ATLANTA, Dec. 5, 2013 /PRNewswire/ -- Innotrac Corporation (NASDAQ: INOC) ("Innotrac"), Blue Eagle Holdings, L.P. ("Parent"), and Blue Eagle Acquisition Sub, Inc., a wholly-owned subsidiary of Parent ("Purchaser"), today announced that, on December 4, 2013, Purchaser commenced the previously-announced cash tender offer for all of the outstanding shares of common stock of Innotrac at a price per share of $8.20, net to the seller in cash, without interest and less any applicable withholding tax.  Parent and Purchaser are affiliates of private equity firm Sterling Partners.

On November 14, 2013, Innotrac announced that it had entered into a definitive merger agreement pursuant to which the tender offer would be made. Pursuant to the merger agreement, after completion of the tender offer and the satisfaction or waiver of the conditions to the tender offer, Purchaser will merge with and into Innotrac, and all of the then outstanding shares of Innotrac's common stock (other than shares held by Innotrac, Parent, their respective wholly owned subsidiaries, or Innotrac's shareholders that validly exercise dissenters' rights under Georgia law with respect to such shares) will be automatically converted into the right to receive cash equal to the $8.20 offer price per share, without interest and less any applicable withholding tax.

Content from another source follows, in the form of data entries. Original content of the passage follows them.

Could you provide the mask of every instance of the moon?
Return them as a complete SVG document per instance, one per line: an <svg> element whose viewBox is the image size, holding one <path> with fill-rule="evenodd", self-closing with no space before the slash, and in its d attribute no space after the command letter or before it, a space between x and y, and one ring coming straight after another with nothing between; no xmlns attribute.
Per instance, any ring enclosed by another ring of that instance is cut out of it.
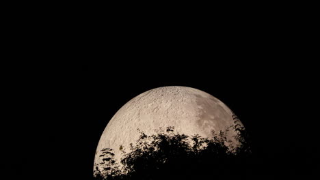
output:
<svg viewBox="0 0 320 180"><path fill-rule="evenodd" d="M151 135L155 130L174 126L180 134L210 138L212 130L225 130L234 125L232 115L222 102L194 88L170 86L149 90L125 104L109 121L98 144L94 169L102 161L104 148L114 149L120 164L120 147L129 149L129 144L134 145L139 138L137 129ZM235 134L229 131L227 140L235 144Z"/></svg>

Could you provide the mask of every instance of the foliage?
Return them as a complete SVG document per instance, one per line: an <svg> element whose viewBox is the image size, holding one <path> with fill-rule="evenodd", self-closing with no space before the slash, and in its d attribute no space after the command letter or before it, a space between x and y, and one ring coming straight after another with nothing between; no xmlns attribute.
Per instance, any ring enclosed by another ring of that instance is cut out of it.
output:
<svg viewBox="0 0 320 180"><path fill-rule="evenodd" d="M239 177L241 166L251 154L250 141L243 127L234 116L237 147L227 146L226 131L213 132L212 138L198 135L189 137L174 133L174 127L148 136L140 132L137 144L131 144L129 153L119 166L111 149L103 149L100 166L94 179L215 179ZM227 130L228 131L228 130Z"/></svg>

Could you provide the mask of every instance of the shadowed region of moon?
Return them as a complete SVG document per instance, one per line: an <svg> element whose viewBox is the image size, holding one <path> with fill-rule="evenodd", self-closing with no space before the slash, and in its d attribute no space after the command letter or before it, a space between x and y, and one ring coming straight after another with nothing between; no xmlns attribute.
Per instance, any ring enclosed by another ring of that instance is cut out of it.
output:
<svg viewBox="0 0 320 180"><path fill-rule="evenodd" d="M233 124L232 112L207 93L179 86L153 89L136 96L114 115L100 138L94 166L101 162L104 148L114 149L119 163L122 158L120 147L128 151L130 143L139 138L137 129L150 135L155 130L174 126L180 134L211 137L213 130L225 130ZM226 134L235 145L235 134L233 130Z"/></svg>

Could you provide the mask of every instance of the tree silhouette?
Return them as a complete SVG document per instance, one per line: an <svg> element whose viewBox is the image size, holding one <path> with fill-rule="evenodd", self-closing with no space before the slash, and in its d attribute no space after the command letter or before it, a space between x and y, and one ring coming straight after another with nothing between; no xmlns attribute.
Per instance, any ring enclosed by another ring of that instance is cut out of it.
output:
<svg viewBox="0 0 320 180"><path fill-rule="evenodd" d="M94 179L239 179L251 150L244 127L237 117L234 119L230 127L237 132L238 146L226 145L228 129L213 132L211 138L175 134L174 127L151 136L140 132L130 151L122 151L122 166L114 160L112 149L102 150L103 170L96 168Z"/></svg>

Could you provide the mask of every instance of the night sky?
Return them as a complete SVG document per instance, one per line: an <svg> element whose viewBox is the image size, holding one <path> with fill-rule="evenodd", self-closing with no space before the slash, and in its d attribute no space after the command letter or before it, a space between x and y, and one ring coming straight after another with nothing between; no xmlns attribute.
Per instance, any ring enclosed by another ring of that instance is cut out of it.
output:
<svg viewBox="0 0 320 180"><path fill-rule="evenodd" d="M70 31L49 38L54 43L38 53L22 51L75 62L14 64L5 73L1 168L16 177L90 179L100 136L117 110L146 91L179 85L211 94L238 115L252 139L256 169L246 173L254 179L316 175L315 66L289 33L259 29L192 37L114 29L79 38Z"/></svg>

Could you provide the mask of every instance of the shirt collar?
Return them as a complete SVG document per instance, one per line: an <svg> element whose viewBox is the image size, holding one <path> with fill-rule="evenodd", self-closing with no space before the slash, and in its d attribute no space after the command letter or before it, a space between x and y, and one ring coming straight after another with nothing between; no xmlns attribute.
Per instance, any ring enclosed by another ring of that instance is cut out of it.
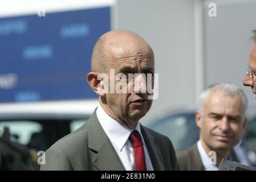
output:
<svg viewBox="0 0 256 182"><path fill-rule="evenodd" d="M138 131L142 137L139 122L134 129L129 129L109 116L100 105L97 109L96 115L109 140L120 151L122 150L133 131L135 130Z"/></svg>
<svg viewBox="0 0 256 182"><path fill-rule="evenodd" d="M213 164L213 162L204 149L200 140L197 142L197 148L205 171L218 171L218 167L216 165Z"/></svg>

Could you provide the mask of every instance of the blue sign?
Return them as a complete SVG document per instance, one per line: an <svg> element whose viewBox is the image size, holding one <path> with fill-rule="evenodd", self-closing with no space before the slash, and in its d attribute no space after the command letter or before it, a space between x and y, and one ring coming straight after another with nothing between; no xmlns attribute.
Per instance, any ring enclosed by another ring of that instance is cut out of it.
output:
<svg viewBox="0 0 256 182"><path fill-rule="evenodd" d="M0 19L0 102L95 98L86 81L110 7Z"/></svg>

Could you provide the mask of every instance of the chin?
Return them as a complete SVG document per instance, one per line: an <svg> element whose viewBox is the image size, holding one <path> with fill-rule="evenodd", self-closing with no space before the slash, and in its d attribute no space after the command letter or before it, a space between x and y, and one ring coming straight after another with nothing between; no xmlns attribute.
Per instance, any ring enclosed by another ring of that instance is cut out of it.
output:
<svg viewBox="0 0 256 182"><path fill-rule="evenodd" d="M134 119L140 119L146 115L147 112L144 112L139 110L135 110L130 114L130 117Z"/></svg>

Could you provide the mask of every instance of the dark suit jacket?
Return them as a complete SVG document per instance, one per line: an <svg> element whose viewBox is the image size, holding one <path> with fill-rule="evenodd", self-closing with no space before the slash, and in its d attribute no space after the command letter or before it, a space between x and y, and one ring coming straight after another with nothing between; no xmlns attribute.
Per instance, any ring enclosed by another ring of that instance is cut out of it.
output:
<svg viewBox="0 0 256 182"><path fill-rule="evenodd" d="M155 170L178 170L169 139L141 126ZM60 139L46 152L41 170L124 170L96 114L79 129Z"/></svg>
<svg viewBox="0 0 256 182"><path fill-rule="evenodd" d="M181 171L205 171L197 143L188 150L177 153L177 159ZM233 150L230 156L233 161L239 162Z"/></svg>

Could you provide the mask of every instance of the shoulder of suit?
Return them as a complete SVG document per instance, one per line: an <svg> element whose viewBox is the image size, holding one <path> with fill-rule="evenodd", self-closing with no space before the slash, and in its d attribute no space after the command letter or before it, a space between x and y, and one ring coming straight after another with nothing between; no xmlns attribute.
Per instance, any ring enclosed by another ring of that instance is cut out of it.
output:
<svg viewBox="0 0 256 182"><path fill-rule="evenodd" d="M146 131L146 132L148 132L149 133L150 133L152 135L153 135L153 136L154 137L154 139L164 139L164 140L169 140L169 138L165 135L164 135L156 131L154 131L153 130L151 130L145 126L143 126L143 129Z"/></svg>

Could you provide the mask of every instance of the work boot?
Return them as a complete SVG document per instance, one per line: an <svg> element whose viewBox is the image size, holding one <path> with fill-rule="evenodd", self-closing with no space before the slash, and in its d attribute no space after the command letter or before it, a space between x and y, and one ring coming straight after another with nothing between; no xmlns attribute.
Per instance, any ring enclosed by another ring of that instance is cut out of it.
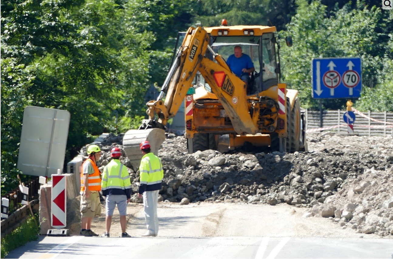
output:
<svg viewBox="0 0 393 259"><path fill-rule="evenodd" d="M83 235L85 237L92 237L93 236L89 231L87 230L81 230L81 232L79 232L79 234L81 235Z"/></svg>
<svg viewBox="0 0 393 259"><path fill-rule="evenodd" d="M157 234L151 233L150 232L145 233L142 235L142 237L156 237Z"/></svg>
<svg viewBox="0 0 393 259"><path fill-rule="evenodd" d="M98 234L96 234L94 232L93 232L93 231L92 231L92 230L89 229L89 230L86 230L88 231L89 233L90 233L90 234L91 235L90 236L91 237L98 237Z"/></svg>

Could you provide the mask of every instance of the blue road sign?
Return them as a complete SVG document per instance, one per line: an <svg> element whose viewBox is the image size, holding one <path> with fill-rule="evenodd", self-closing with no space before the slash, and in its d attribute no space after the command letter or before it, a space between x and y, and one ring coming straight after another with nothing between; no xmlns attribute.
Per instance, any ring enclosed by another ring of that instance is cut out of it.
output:
<svg viewBox="0 0 393 259"><path fill-rule="evenodd" d="M355 115L355 113L353 111L347 111L344 113L343 119L347 124L353 124L356 119L356 116Z"/></svg>
<svg viewBox="0 0 393 259"><path fill-rule="evenodd" d="M360 58L313 58L312 97L358 98L362 91Z"/></svg>

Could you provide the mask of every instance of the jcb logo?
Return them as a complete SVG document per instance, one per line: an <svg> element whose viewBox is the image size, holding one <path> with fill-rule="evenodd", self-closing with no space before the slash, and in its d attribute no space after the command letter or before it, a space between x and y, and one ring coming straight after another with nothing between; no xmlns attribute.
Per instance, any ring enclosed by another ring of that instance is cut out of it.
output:
<svg viewBox="0 0 393 259"><path fill-rule="evenodd" d="M233 90L234 89L233 85L232 84L232 82L229 80L229 78L228 77L226 77L225 81L224 82L224 84L222 85L222 90L231 96L233 94Z"/></svg>
<svg viewBox="0 0 393 259"><path fill-rule="evenodd" d="M193 61L194 58L195 57L195 54L196 53L196 49L198 48L198 46L199 46L199 40L195 40L195 41L193 44L193 46L191 47L191 49L190 51L190 55L188 56L188 59L191 62Z"/></svg>
<svg viewBox="0 0 393 259"><path fill-rule="evenodd" d="M196 48L197 47L197 46L193 45L193 46L191 48L191 51L190 51L190 55L189 57L190 60L191 61L194 60L194 58L195 56L195 53L196 52Z"/></svg>

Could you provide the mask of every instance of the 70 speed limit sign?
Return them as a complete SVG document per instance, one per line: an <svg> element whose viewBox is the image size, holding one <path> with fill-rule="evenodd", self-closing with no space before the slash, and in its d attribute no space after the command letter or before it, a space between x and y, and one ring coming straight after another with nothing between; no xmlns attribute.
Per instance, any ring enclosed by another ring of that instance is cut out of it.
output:
<svg viewBox="0 0 393 259"><path fill-rule="evenodd" d="M360 80L359 74L354 70L348 70L343 74L343 84L347 87L356 86Z"/></svg>

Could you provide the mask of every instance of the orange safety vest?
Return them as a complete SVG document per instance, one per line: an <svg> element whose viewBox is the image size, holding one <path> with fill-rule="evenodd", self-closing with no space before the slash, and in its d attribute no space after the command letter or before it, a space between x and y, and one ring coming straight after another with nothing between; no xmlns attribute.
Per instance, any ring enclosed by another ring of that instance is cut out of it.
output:
<svg viewBox="0 0 393 259"><path fill-rule="evenodd" d="M89 191L101 190L101 174L95 163L93 160L88 158L83 162L83 164L88 161L93 166L94 169L94 172L89 175L87 177L88 185L89 186ZM84 192L84 184L83 182L83 164L82 164L82 170L81 170L81 192Z"/></svg>

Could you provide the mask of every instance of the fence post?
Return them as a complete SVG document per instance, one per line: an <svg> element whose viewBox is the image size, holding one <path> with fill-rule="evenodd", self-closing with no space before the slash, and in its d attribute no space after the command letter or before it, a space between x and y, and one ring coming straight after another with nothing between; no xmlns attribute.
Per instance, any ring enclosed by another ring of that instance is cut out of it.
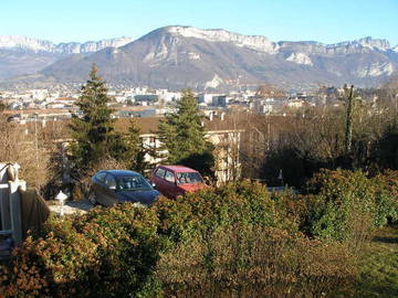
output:
<svg viewBox="0 0 398 298"><path fill-rule="evenodd" d="M21 195L18 192L19 187L21 187L22 190L27 190L27 182L21 180L9 181L11 230L15 245L22 243Z"/></svg>

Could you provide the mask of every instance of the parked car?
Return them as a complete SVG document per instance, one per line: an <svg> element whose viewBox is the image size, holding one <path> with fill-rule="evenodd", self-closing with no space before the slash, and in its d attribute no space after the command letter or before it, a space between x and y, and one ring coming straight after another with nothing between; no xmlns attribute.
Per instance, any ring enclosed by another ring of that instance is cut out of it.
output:
<svg viewBox="0 0 398 298"><path fill-rule="evenodd" d="M157 166L149 180L163 195L170 199L207 187L198 171L182 166Z"/></svg>
<svg viewBox="0 0 398 298"><path fill-rule="evenodd" d="M139 173L125 170L103 170L92 178L88 200L109 206L121 202L151 205L160 193Z"/></svg>

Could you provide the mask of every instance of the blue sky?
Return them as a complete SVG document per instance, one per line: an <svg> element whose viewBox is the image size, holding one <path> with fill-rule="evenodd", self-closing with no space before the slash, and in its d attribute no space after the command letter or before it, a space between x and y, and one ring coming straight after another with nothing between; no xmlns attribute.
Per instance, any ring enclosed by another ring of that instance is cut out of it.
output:
<svg viewBox="0 0 398 298"><path fill-rule="evenodd" d="M55 43L139 38L165 25L222 28L272 41L364 36L398 44L398 0L0 0L0 35Z"/></svg>

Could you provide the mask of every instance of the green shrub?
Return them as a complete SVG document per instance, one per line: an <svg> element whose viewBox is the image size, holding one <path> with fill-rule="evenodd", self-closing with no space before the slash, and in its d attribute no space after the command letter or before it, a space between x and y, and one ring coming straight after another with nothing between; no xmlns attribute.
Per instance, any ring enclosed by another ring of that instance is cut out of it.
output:
<svg viewBox="0 0 398 298"><path fill-rule="evenodd" d="M2 268L4 296L153 296L148 283L161 248L157 226L154 212L133 204L52 217L46 233L13 252L12 273Z"/></svg>
<svg viewBox="0 0 398 298"><path fill-rule="evenodd" d="M388 187L394 185L392 175L369 179L362 171L322 170L308 181L303 196L302 231L321 240L359 245L388 217L396 219L395 188Z"/></svg>

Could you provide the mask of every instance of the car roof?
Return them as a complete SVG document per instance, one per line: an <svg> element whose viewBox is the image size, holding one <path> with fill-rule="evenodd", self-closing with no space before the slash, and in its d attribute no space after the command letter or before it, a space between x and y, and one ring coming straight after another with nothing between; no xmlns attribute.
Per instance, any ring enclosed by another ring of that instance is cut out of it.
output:
<svg viewBox="0 0 398 298"><path fill-rule="evenodd" d="M179 173L179 172L198 172L191 168L188 168L188 167L184 167L184 166L158 166L159 168L164 168L166 170L170 170L170 171L174 171L176 173Z"/></svg>
<svg viewBox="0 0 398 298"><path fill-rule="evenodd" d="M121 177L121 175L142 175L140 173L137 173L135 171L129 171L129 170L102 170L102 171L98 171L98 173L102 172L102 173L109 173L112 175L115 175L115 177Z"/></svg>

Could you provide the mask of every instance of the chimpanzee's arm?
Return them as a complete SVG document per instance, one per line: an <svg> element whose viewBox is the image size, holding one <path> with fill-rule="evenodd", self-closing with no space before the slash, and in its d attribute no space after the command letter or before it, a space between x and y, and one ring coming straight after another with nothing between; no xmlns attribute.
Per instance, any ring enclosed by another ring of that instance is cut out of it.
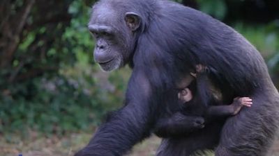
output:
<svg viewBox="0 0 279 156"><path fill-rule="evenodd" d="M152 92L163 89L152 87L144 72L134 69L126 95L126 105L111 115L86 147L75 156L123 155L133 145L147 137L158 114L156 113L159 107L156 106L154 95L163 95Z"/></svg>
<svg viewBox="0 0 279 156"><path fill-rule="evenodd" d="M251 107L252 99L248 97L235 98L229 105L209 106L206 115L208 116L232 116L238 114L243 106Z"/></svg>
<svg viewBox="0 0 279 156"><path fill-rule="evenodd" d="M186 116L180 112L169 118L157 121L154 133L160 137L186 135L195 130L204 127L204 119L201 116Z"/></svg>

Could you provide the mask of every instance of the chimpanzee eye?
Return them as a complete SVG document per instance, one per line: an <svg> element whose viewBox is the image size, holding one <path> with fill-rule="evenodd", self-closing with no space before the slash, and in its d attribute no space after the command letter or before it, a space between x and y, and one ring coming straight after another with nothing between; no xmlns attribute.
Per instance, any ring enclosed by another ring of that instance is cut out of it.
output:
<svg viewBox="0 0 279 156"><path fill-rule="evenodd" d="M107 36L107 37L111 35L111 34L109 33L107 33L107 32L103 32L103 33L102 33L102 35L103 35L103 36Z"/></svg>

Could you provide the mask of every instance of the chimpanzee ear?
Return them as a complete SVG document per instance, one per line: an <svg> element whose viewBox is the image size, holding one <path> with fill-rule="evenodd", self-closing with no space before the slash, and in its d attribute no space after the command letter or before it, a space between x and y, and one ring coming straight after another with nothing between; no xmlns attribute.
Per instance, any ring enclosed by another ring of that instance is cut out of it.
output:
<svg viewBox="0 0 279 156"><path fill-rule="evenodd" d="M140 15L133 12L127 12L125 14L125 21L132 31L135 31L140 26L141 19Z"/></svg>

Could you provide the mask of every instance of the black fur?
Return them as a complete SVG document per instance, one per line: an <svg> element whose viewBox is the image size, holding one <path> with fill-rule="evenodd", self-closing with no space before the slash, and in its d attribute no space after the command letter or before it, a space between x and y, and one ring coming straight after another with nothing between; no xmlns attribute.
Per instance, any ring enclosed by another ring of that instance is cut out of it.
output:
<svg viewBox="0 0 279 156"><path fill-rule="evenodd" d="M253 106L190 136L165 139L157 155L189 155L217 147L218 156L266 155L278 129L279 96L263 58L246 39L199 11L168 1L103 0L93 13L101 8L116 18L117 23L110 24L118 28L119 35L135 40L129 55L133 60L128 60L133 71L125 106L99 128L76 156L126 153L149 135L158 119L179 110L173 104L177 101L175 84L198 64L214 72L211 80L220 89L223 102L249 96ZM142 23L128 37L121 23L125 12L130 11L139 15Z"/></svg>

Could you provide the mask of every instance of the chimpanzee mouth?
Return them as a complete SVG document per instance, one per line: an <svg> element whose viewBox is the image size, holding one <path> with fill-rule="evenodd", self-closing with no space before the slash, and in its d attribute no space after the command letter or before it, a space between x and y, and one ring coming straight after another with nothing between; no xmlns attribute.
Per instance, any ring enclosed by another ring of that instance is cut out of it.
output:
<svg viewBox="0 0 279 156"><path fill-rule="evenodd" d="M99 62L99 64L101 65L101 66L105 65L106 64L109 64L109 63L110 63L111 62L112 62L113 60L114 60L114 59L112 58L112 60L110 60L106 61L106 62Z"/></svg>

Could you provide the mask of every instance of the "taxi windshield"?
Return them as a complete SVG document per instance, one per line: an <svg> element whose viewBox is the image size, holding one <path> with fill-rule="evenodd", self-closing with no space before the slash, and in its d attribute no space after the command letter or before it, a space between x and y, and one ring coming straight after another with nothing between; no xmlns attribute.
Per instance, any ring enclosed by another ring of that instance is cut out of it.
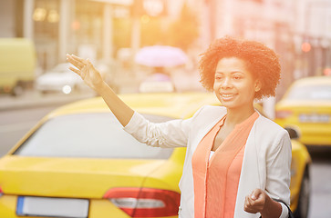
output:
<svg viewBox="0 0 331 218"><path fill-rule="evenodd" d="M301 85L294 87L287 96L291 100L331 100L331 85Z"/></svg>
<svg viewBox="0 0 331 218"><path fill-rule="evenodd" d="M143 114L159 123L170 117ZM168 159L173 149L139 143L110 113L67 114L52 118L15 153L21 156Z"/></svg>

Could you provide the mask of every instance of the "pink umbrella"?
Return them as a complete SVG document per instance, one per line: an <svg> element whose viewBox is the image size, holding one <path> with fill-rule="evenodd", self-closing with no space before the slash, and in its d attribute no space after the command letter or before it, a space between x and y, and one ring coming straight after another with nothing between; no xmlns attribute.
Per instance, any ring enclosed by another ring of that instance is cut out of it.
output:
<svg viewBox="0 0 331 218"><path fill-rule="evenodd" d="M143 47L135 55L135 62L147 66L176 66L188 61L186 54L178 47L153 45Z"/></svg>

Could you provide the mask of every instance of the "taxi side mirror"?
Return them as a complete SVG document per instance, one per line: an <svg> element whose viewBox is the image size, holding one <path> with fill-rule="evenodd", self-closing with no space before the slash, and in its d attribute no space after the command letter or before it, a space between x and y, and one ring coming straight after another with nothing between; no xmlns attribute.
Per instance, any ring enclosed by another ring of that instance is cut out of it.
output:
<svg viewBox="0 0 331 218"><path fill-rule="evenodd" d="M287 131L288 134L290 135L290 139L297 139L297 138L299 138L299 134L293 128L285 127L284 129Z"/></svg>

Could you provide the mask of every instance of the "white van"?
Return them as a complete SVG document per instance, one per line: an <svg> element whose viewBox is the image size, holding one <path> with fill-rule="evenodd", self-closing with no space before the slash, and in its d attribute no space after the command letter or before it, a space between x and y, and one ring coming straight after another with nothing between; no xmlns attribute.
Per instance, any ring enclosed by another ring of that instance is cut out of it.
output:
<svg viewBox="0 0 331 218"><path fill-rule="evenodd" d="M14 95L32 87L36 54L35 45L26 38L0 38L0 93Z"/></svg>

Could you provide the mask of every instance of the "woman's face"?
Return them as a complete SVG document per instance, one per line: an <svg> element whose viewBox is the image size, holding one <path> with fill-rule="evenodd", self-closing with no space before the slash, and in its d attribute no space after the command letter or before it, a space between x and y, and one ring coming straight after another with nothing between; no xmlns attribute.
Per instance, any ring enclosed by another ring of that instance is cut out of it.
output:
<svg viewBox="0 0 331 218"><path fill-rule="evenodd" d="M261 83L247 70L245 62L237 57L221 59L216 66L213 92L228 109L253 106Z"/></svg>

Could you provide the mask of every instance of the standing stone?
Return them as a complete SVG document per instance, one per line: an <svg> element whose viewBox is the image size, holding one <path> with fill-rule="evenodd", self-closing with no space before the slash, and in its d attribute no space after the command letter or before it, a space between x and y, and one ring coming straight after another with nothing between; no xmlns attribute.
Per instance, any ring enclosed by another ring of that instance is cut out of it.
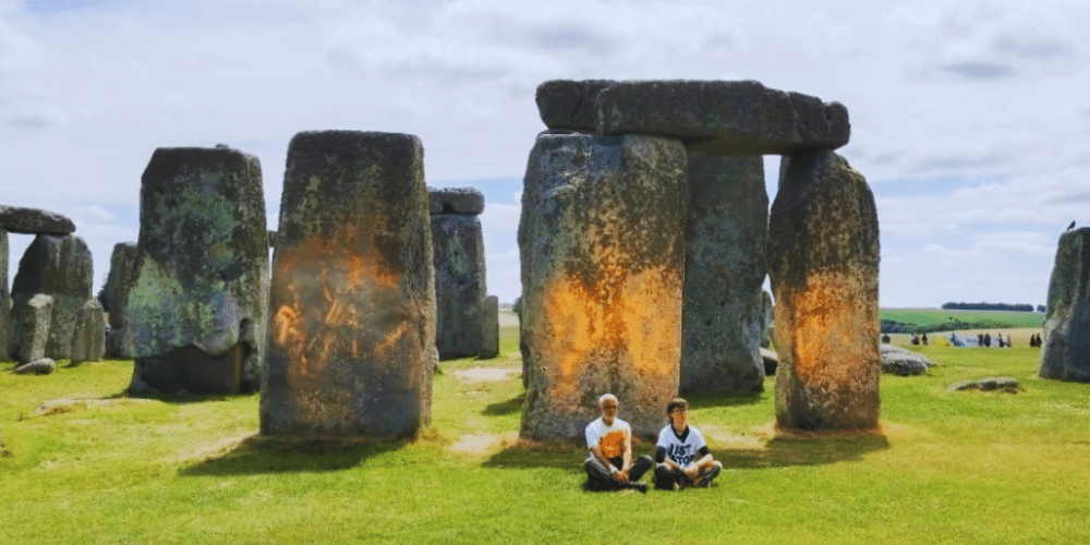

As previously announced, Scott D. Dorfman, Innotrac's founder, Chairman, Chief Executive and largest shareholder, has entered into a contribution and support agreement pursuant to which he and related shareholders have agreed not to tender any of their shares in the tender offer and, following the completion of the tender offer, will contribute all of their shares, representing approximately 44% of Innotrac's outstanding common stock, to Parent in exchange for Parent equity interests.  Upon the closing of the transaction, Mr. Dorfman and the related shareholders will be paid at the offer price for Parent equity interests that correspond to approximately 70% of their Innotrac holdings, and will then beneficially own approximately 19.5% of the fully-diluted equity interests of Parent.  Mr. Dorfman and the Innotrac management team will continue their leadership of the Company after the transaction is closed.

Upon the unanimous recommendation of a special committee of the board of directors of Innotrac comprised solely of independent directors, Innotrac's board of directors unanimously (other than Mr. Dorfman, who abstained) approved the merger agreement and the transactions contemplated thereby, including the tender offer. The board of directors of Innotrac has recommended that Innotrac's shareholders tender their shares in the tender offer.